Views

DataAxesFormats.Views Module

Create a different view of Daf data using queries. This is a very flexible mechanism which can be used for a variety of use cases. A simple way of using this is to view a subset of the data as a Daf data set. A variant of this also renames the data properties to adapt them to the requirements of some computation. This makes it simpler to create such tools (using fixed, generic property names) and apply them to arbitrary data (with arbitrary specific property names).

DataAxesFormats.Views.viewer Function
viewer(
    daf::DafReader;
    [name::Maybe{AbstractString} = nothing,
    axes::Maybe{ViewAxes} = nothing,
    data::Maybe{ViewData} = nothing]
)::DafReadOnly

Wrap daf data with a read-only DafView . The exposed view is defined by a set of queries applied to the original data. These queries are evaluated only when data is actually accessed. Therefore, creating a view is a relatively cheap operation.

If the name is not specified, the result name will be based on the name of daf , with a .view suffix.

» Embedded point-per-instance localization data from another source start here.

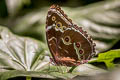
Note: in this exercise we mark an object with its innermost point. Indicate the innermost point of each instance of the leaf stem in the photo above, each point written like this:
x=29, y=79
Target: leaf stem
x=28, y=78
x=71, y=69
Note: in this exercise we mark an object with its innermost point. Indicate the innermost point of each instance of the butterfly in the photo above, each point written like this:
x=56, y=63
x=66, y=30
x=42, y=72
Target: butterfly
x=69, y=44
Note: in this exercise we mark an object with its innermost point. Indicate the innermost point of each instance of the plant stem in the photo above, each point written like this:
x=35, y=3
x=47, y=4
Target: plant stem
x=28, y=78
x=71, y=69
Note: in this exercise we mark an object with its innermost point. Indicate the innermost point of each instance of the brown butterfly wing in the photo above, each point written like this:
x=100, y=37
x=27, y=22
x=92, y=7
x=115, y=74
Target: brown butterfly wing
x=68, y=43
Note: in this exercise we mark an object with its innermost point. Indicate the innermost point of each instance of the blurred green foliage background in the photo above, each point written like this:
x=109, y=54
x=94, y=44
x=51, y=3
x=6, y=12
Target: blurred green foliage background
x=101, y=18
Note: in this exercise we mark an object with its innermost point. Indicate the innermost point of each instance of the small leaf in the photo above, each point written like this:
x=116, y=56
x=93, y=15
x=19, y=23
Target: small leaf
x=108, y=58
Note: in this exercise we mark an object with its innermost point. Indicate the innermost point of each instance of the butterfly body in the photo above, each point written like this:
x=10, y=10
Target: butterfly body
x=68, y=43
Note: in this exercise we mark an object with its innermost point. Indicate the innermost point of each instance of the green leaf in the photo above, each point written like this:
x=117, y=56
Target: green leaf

Queries are listed separately for axes and data.

Note

As an optimization, calling viewer with all-empty (default) arguments returns a simple DafReadOnlyWrapper , that is, it is equivalent to calling read_only . Additionally, saying data = ALL_DATA will expose all the data using any of the exposed axes; you can write data = [ALL_DATA..., key => nothing] to hide specific data based on its key .

DataAxesFormats.Views.ViewAxis Type

Specify an axis to expose from a view.

This is specified as a vector of pairs (similar to initializing a Dict ). The order of the pairs matter (last one wins). We also allow specifying tuples instead of pairs to make it easy to invoke the API from other languages such as Python which do not have the concept of a Pair .

If the key is "*" , then it is replaced by all the names of the axes of the wrapped daf data. Otherwise, the key is just the name of an axis.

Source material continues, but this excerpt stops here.